Python: how to replace substrings in a string given list of indices

Question 1

I have a string:

"A XYZ B XYZ C"

and a list of index-tuples:

((2, 5), (8, 11))

I would like to apply a replacement of each substring defined by indices by the sum of them:

A 7 B 19 C

I can't do it using string replace as it will match both instances of XYZ. Replacing using index information will break on the second and forth iterations as indices are shifting throughout the process.

Is there a nice solution for the problem?
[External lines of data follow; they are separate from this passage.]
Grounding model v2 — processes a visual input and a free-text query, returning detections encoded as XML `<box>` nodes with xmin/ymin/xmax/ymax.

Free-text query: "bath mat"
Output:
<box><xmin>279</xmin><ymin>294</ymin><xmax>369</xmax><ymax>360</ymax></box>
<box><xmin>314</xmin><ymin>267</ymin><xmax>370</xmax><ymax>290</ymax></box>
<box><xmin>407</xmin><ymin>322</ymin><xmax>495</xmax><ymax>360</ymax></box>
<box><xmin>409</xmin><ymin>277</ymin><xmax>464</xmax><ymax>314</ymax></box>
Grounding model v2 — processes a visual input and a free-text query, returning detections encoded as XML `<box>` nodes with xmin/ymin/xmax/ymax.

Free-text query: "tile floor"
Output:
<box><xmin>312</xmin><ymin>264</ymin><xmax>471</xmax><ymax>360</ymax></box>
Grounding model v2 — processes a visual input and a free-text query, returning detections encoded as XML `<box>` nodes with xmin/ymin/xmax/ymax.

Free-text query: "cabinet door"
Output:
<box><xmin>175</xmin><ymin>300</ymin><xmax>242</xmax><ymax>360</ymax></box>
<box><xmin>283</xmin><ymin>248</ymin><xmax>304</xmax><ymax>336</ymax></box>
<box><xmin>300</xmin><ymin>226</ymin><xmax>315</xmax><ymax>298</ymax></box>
UPDATE. String is given for example. I don't know its contents a priori nor can I use them in the solution.

My dirty solution is:

text = "A XYZ B XYZ C"
replace_list = ((2, 5), (8, 11))
offset = 0
for rpl in replace_list:
 l = rpl[0] + offset
 r = rpl[1] + offset
 replacement = str(r + l)
 text = text[0:l] + replacement + text[r:]
 offset += len(replacement) - (r - l)

Which counts on the order of index-tuples to be ascending. Could it be done nicer?

Question 2

Imperative and stateful:

s = 'A XYZ B XYZ C'
indices = ((2, 5), (8, 11))
res = []
i = 0
for start, end in indices:
 res.append(s[i:start] + str(start + end))
 i = end
res.append(s[end:])
print(''.join(res))

Result:

A 7 B 19 C

Question 3

This is very simple and neat

Question 4

You can use re.sub():

In [17]: s = "A XYZ B XYZ C"
In [18]: ind = ((2, 5), (8, 11))
In [19]: inds = map(sum, ind)
In [20]: re.sub(r'XYZ', lambda _: str(next(inds)), s)
Out[20]: 'A 7 B 19 C'

But note that if the number of matches is larger than your index pairs it will raise a StopIteration error. In that case you can pass a default argument to the next() to replace the sub-string with.
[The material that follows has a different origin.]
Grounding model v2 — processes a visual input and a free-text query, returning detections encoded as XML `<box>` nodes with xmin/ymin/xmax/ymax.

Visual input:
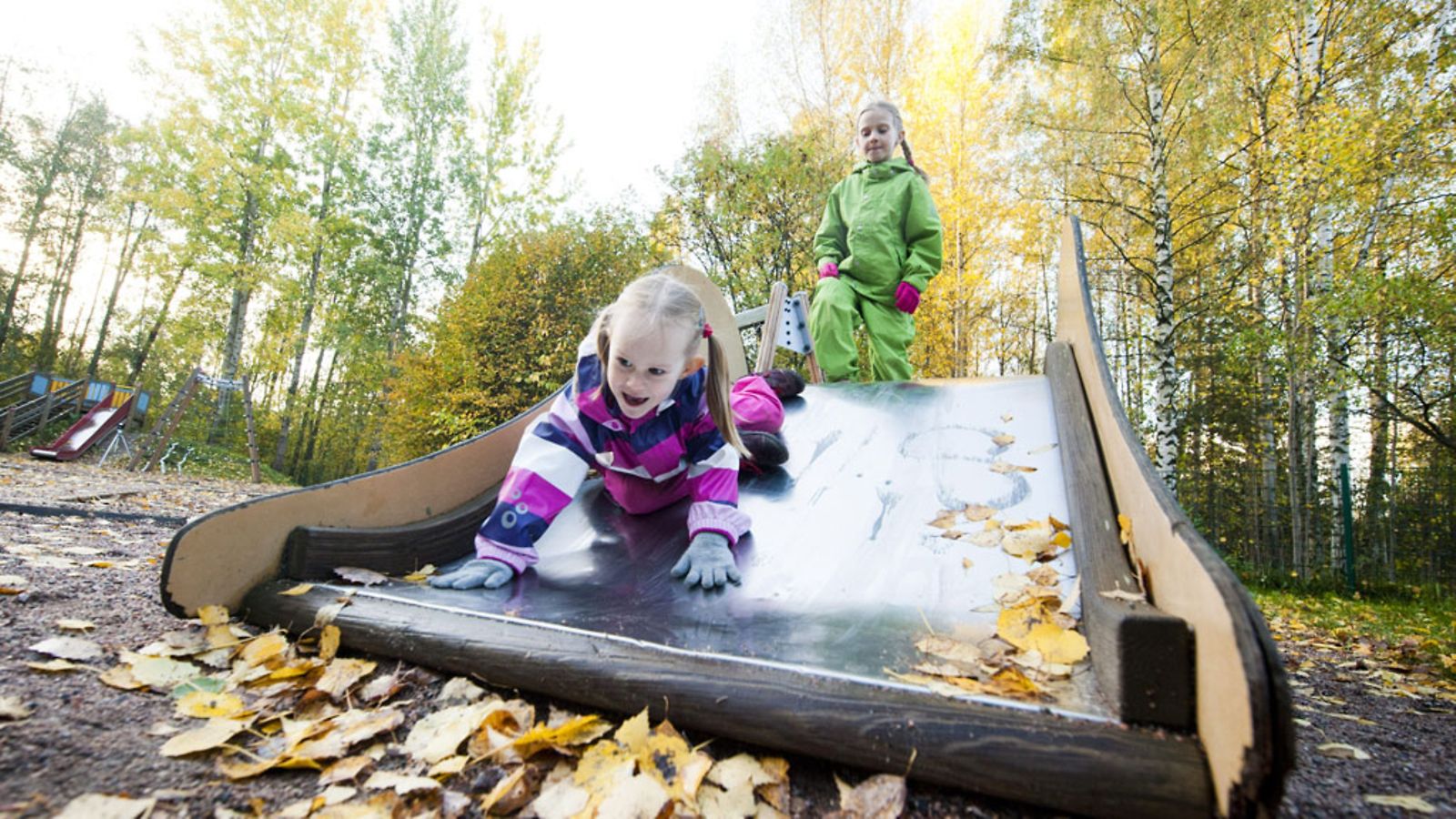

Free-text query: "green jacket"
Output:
<box><xmin>814</xmin><ymin>157</ymin><xmax>941</xmax><ymax>303</ymax></box>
If you want to use the tuples of indices for finding the sub strings, here is another solution:

In [81]: flat_ind = tuple(i for sub in ind for i in sub)
# Create all the pairs with respect to your intended indices. 
In [82]: inds = [(0, ind[0][0]), *zip(flat_ind, flat_ind[1:]), (ind[-1][-1], len(s))]
# replace the respective slice of the string with sum of indices of they exist in intended pairs, otherwise just the sub-string itself.
In [85]: ''.join([str(i+j) if (i, j) in ind else s[i:j] for i, j in inds])
Out[85]: 'A 7 B 19 C'

Question 5

XYZ is just an example, they want to replace the items in the given ranges.

Question 6

@AshwiniChaudhary Yeah, I saw the edit now. I'll update the answer, thanks for note.

Question 7

One way to do this using itertools.groupby.
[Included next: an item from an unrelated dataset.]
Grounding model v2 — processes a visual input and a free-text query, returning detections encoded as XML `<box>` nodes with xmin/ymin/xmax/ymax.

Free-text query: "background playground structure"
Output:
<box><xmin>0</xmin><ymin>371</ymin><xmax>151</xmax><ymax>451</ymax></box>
from itertools import groupby
indices = ((2, 5), (8, 11))
data = list("A XYZ B XYZ C")

We start with replacing the range of matched items with equal number of None.

for a, b in indices:
 data[a:b] = [None] * (b - a)
print(data)
# ['A', ' ', None, None, None, ' ', 'B', ' ', None, None, None, ' ', 'C']

The we loop over the grouped data and replace the None groups with the sum from indices list.

it = iter(indices)
output = []
for k, g in groupby(data, lambda x: x is not None):
 if k:
 output.extend(g)
 else:
 output.append(str(sum(next(it))))
print(''.join(output))
# A 7 B 19 C

Question 8

Here's a quick and slightly dirty solution using string formatting and tuple unpacking:

s = 'A XYZ B XYZ C'
reps = ((2, 5), (8, 11))
totals = (sum(r) for r in reps)
print s.replace('XYZ','{}').format(*totals)

This prints:

A 7 B 19 C

First, we use a generator expression to find the totals for each of our replacements. Then, by replacing 'XYZ' with '{}' we can use string formatting - *totals will ensure we get the totals in the correct order.

Edit

I didn't realise the indices were actually string indices - my bad. To do this, we could use re.sub as follows:

import re
s = 'A XYZ B XYZ C'
reps = ((2, 5), (8, 11))
for a, b in reps:
 s = s[:a] + '~'*(b-a) + s[b:]
totals = (sum(r) for r in reps)
print re.sub(r'(~+)', r'{}', s).format(*totals)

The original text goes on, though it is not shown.